To meet the 1.2 million target, an average of 240,000 new dwellings will need to be constructed every year from 2024 to 2029.
But the fresh forecasts from Master Builders revealed an average of just 209,000 new home starts per year are expected.
In the 2024-25 financial year, new dwelling starts are projected to reach just 183,000. New starts will increase to 241,000 in 2026-27 before falling again the year after.
The projections also revealed a blowout in local government planning and approvals processes, which was further compromising the achievement of the 1.2 million home target.
The analysis showed the average time from approval to completion for a new home in 2021-22 took 10.2 months, up from 8.7 months in 2020-21.
New townhouses took 13.5 months from approval to completion.
New apartments, which will be integral to reaching the Housing Accord targets, are taking almost 30 months from approval to completion.
On top of extended construction times, lags in granting building permits at a local government level are dragging out the time to finish new dwellings even further.
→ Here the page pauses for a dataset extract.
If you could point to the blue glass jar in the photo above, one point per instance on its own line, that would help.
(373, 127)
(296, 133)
Ms Wawn said National Cabinet’s revised target represented a “monumental challenge” for the sector if the government didn’t act to address building delays and productivity challenges.
“In good news, the projected volume of new starts over the five-year period up to 2027-28 exceeds the one million home target … but only just,” Ms Wawn added.
“We’re forecasting states like Queensland, Victoria and Western Australia will exceed their probable targets to reach the million while states like South Australia and New South Wales will have their work cut out for them, depending on how their targets are ultimately specified.
“There is still a lot of work that needs to be done to achieve the revised target of 1.2 million across the board.”
A mammoth public infrastructure spend by federal, state and territory governments is expected to divert resources, including materials and labour, away from housing construction.
But home renovations, which are expected to shrink sharply following record pandemic spend, will conversely support increased residential building activity.
The MBA’s warning comes as the federal government and the Greens party brokered a deal to pass the $10bn Housing Australia Future Fund legislation after the government offered an additional $1bn sweetener for the fund this year.
Speaking to reporters in Canberra, Greens leader Adam Bandt said months of negotiations had extracted immediate and direct funding for public and community housing.
“Labor’s HAFF still won’t fix the housing crisis, but the Greens have secured $3 billion dollars for housing right now – not relying on a gamble on the stock market – and we’ve got to a position where it can pass the Senate,” Mr Bandt said.